There are currently 13 such clinics — many running along or near the spine of 125th Street — with 75% to 80% of patients coming from outside of Harlem, the congressman said.
The high concentration of treatment clinics serving addicts is also attracting more drug dealers to the neighborhood, claimed Espaillat.
For the mess he blames the state Office of Addiction Services and Supports, which licenses and approves drug treatment programs. Hochul oversees the agency.
“It’s bad planning,” Espaillat said. “OASAS has been horrible.”
He said he’s personally discussed the problem with the governor, but that the status quo is untenable.
Espaillat said merchant groups like the 125th Business Improvement District are furious and described the abundance of drug treatment clinics in a single corridor a form of “redlining.” The merchants, feeling under siege, even objected to opening a legal pot store across from the Apollo Theater.
According to a list provided by the congressman’s office, the locations of just some of the addiction centers include:
- 119 W. 124th Street
- 103 East 125th Street
- 132 W. 125th Street
- 2406 Amsterdam Avenue
- 2191 Third Avenue
- 2367-69 Second Avenue
“I have long expressed my concerns and am deeply troubled by the number of OASAS clinics and their placement in my district,” said Espaillat. “There is an undeniably disproportionate amount of methadone treatment clinics in communities in my district compared to the residents who need it.
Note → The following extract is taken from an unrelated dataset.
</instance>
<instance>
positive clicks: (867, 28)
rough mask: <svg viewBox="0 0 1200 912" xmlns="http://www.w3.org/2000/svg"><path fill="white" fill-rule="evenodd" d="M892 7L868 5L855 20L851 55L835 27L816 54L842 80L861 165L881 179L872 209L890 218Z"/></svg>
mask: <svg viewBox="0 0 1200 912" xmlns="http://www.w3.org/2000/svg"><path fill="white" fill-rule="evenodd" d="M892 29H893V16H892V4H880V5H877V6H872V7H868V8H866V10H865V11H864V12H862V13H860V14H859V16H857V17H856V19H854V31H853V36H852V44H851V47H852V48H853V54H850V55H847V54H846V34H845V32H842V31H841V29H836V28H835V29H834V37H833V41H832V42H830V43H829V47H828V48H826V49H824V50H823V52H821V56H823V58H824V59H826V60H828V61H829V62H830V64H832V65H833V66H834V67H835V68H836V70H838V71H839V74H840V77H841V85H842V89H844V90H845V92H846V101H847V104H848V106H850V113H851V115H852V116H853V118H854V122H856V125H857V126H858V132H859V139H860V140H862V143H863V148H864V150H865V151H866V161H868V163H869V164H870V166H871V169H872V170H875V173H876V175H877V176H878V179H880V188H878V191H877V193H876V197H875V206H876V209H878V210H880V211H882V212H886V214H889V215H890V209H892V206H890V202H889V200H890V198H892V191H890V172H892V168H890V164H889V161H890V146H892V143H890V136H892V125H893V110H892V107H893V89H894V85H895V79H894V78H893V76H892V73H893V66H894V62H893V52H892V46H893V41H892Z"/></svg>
“This disparity results in nearly an 80% increase of treatment-seekers from outside of our communities to commute to Harlem and East Harlem for these services, a pattern which has subsequently created an increase in the drug dealers in the surrounding area as well as an increase in drug use and overdoses in our communities,” he continued.
He said he has urged OASAS to relocate some of the drug treatment clinics so they are distributed more equitably across the city “as opposed to the current oversaturation in predominantly African American and Latino neighborhoods,” he said.
Espaillat noted that northern Manhattan is shouldering more than its share of responsibility in helping addicts get their lives back on track.
His district includes two controversial “safe” drug injection sites — where addicts can bring their own drugs and are provided with clean needles to shoot up under the watch of medical professionals. A report by The Post revealed that drug dealers sold narcotics to patients at the injection sites.
The fentanyl crisis has only worsened the situation, the congressman said.
“I’ve seen people shooting up drugs between cars,” he said.
The Post previously reported about a legion of drug-addicted zombies roaming East Harlem and transforming parts of the neighborhood into lawless, open-air shooting galleries.
The congressman knows the damage that open drug use can cause a community, having battled the crack epidemic that infected Washington Heights in the 1980s and early 1990s.
OASAS and Hochul’s office had no immediate comment.